$25
Database Schema (50 pts)
You are given the following description of the entities that need to be stored in the database. Your task is to design a database schema (set of tables) to store these entities.
Your schema must be minimally redundant in storing data. In other words, you should build a set of tables that minimize the repetition of data, by using foreign keys - credit will be in accordance with this.
Artist: An individual or a group/band, uniquely identified by their name. An artist might release albums, as well as songs that are not in albums (singles).
Song: A song has a title and is performed by an artist, either as a part of an album, or as a single that's not part of an album. Every song in an album has the release date of the album, but a single song has its own release date. A song title is unique to an artist (the same artist records a song exactly once), but the title may be shared by multiple artists (i.e. covers).
A song belongs to one or more genres. For example, a song could be in a single genre, such as R & B, or could be in multiple genres such as Pop and Rock. Genres are pre-defined, and every song must be in at least one genre. Also, songs in an album need not all be in the same genre.
Album: An album is a collection of songs released by an artist, on a certain date. For example, the album Achtung Baby was made by the artist (band) U2, released on November 19, 1991. An album name is not unique, but the combination of album name and artist name is unique.
User: A user is uniquely identified by their username. A user can optionally have one or more
playlists, and optionally have ratings for songs, albums, or playlists. In other words, it's possible that a user has no playlists, and hasn't given any ratings.
Playlist: A user can make any number of playlists of songs. Note: A playlist may not include an entire album, only individual songs. Each song is either from some album, or a single that's not in any album.
Every playlist has a title, and a date+time when it was created. A playlist may be modified any number of times after creation by adding or removing songs, but the title and date+time will not change.
The title of a playlist is not unique since different users might create playlists with the same title.
However, a user's playlists will have unique titles.
Rating: A user could rate an album, a song (even if it's in an album), or a playlist. A rating is limited to 1,2,3,4, or 5 (numeric), and is made on a specific date.
Your database structure should have the most appropriate data type and size for each column in each table.
For size of data, think of a realistic online music service and imagine how many songs/artists/albums/playlists/users/ratings it might have to support. The idea is to use the least amount of storage space for each column that will be able to store the entire range of foreseeable values.
Make sure you define and specify all primary keys, foreign keys, unique valued columns or unique valued combination of columns, and null/non-null properties for columns.

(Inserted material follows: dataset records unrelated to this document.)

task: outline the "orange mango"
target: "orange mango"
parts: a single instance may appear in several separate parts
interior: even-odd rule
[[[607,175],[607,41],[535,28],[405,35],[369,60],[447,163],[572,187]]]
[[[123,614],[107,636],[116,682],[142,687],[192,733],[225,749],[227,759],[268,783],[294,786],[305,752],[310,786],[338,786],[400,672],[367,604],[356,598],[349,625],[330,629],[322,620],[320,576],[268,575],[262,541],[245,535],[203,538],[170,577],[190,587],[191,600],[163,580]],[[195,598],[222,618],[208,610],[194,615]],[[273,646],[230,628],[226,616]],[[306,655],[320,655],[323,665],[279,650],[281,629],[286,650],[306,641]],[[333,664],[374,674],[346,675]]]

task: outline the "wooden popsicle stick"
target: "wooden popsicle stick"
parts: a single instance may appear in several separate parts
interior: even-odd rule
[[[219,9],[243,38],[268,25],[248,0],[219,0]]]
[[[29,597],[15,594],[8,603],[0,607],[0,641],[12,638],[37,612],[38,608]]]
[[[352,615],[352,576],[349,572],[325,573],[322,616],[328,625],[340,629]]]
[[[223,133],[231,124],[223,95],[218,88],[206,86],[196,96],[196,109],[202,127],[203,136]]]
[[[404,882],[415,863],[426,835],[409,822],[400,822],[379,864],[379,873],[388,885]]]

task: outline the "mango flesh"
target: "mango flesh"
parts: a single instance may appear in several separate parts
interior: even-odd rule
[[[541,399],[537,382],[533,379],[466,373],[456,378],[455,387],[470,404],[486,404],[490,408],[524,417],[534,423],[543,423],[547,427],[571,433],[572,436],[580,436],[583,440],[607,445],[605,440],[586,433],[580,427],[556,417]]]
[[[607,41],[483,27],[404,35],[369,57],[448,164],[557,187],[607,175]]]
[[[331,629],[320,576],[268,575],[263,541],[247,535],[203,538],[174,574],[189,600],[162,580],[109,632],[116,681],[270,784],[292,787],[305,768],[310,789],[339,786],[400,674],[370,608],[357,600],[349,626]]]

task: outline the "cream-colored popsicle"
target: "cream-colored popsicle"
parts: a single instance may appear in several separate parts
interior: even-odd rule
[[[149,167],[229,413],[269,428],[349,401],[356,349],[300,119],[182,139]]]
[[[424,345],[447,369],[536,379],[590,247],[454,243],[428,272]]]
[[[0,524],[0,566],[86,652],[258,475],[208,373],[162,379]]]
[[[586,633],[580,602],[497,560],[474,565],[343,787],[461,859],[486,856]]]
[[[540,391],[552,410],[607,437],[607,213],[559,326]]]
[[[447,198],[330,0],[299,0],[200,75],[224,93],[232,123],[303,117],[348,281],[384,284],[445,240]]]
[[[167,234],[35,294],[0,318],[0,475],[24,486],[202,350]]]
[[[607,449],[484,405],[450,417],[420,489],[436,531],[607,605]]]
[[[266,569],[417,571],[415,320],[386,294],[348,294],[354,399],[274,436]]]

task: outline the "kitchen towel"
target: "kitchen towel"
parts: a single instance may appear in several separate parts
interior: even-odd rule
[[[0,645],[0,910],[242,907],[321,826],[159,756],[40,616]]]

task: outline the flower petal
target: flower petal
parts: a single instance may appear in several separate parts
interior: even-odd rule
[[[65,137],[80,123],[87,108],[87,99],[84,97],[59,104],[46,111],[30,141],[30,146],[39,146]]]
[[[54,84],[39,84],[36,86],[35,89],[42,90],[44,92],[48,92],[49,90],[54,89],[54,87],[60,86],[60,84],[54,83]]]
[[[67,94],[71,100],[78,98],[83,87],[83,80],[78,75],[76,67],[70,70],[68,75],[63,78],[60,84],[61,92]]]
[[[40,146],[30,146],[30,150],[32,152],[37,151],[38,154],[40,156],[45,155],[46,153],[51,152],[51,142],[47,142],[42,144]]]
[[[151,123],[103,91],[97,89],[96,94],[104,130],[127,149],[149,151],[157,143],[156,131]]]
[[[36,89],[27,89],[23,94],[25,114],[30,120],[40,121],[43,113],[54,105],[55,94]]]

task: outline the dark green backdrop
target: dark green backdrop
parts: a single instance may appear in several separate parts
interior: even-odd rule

In the document you will submit, type in the create table statement for each of the tables you create in the database. If you don't have the full create statement for a table, you will not get credit for it.
Note: When you test your design in MySQL, you might use alter table statements after the initial create. However, for the submission, you are required to rewrite the whole sequence as a single create table statement per table.
Queries (50 points)
Every query must be written in a single SQL statement, meaning that if you were to write it in a MySQL client session on a terminal, there would be a single terminating semicolon. So, for example, you can have nested or multiple SQLs for a query, provided you can write it all up with a single terminating semicolon in a MySQL client session. No Python code!
For any of the queries:
If the result might require breaking ties, then unless otherwise specified in the query, let the MySQL engine deal with it (you need not do anything explicit)
If the result has fewer than the required number of entities, report all of them.
For all queries that ask for 'top n' or 'most', the result must appear from highest ranked to lowest ranked.
Type the SQL queries in the document you will submit, and make sure to write the query number against each query. (If you want to play it extra safe, copy the query statement from this list, then write your answer SQL query.)
Write queries for the following.
1. Which 3 genres are most represented in terms of number of songs in that genre?
The result must have two columns, named genre and number_of_songs.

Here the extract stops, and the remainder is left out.